Yes I was trying to cut some corners and avoid the web hook, the reason being that I’m traveling and the security settings of my laptop do not allow me to use anything like ngrok. I usually set this up on my home lab, but I don’t have access to it right now.



Anyway I was running the python script simultaneously in several terminals to “simulate” the web hook kicking in. Of course it is not the same, and even the GIL of python makes it less than ideal.



Also, thanks for the flask sample you sent, this will makes for a much clear use case and give us something to work with.



I do have a couple of side notes though.



I’m assuming this is throwaway code, and I’m sure you are aware of this, but I have to mention it.


Please take into consideration to verify the validity of the web hook request from a security perspective.



The other note that I think might be interesting for your use case is the return of the HTTP status code back to the web hook. If you return an error the web hook will attempt to send the payload again, after some time. If the error is persistent, the time lag will increase exponentially.
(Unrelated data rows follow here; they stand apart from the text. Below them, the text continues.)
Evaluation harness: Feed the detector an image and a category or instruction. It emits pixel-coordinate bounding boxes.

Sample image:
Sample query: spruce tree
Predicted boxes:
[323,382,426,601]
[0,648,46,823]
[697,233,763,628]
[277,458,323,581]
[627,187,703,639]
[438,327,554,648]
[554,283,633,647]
To be honest I’m not 100% sure how many times it will retry.



In the past I wrote a couple of articles that included web hooks, might be an interesting read, they both implement the signature verifications and the HTTP response.











In the meantime I’m going to try and find a way to test this with web hooks and see if I can replicate your situation.


Hi @Ooshot,



So I was playing with the code a bit more, and implemented the web-hook.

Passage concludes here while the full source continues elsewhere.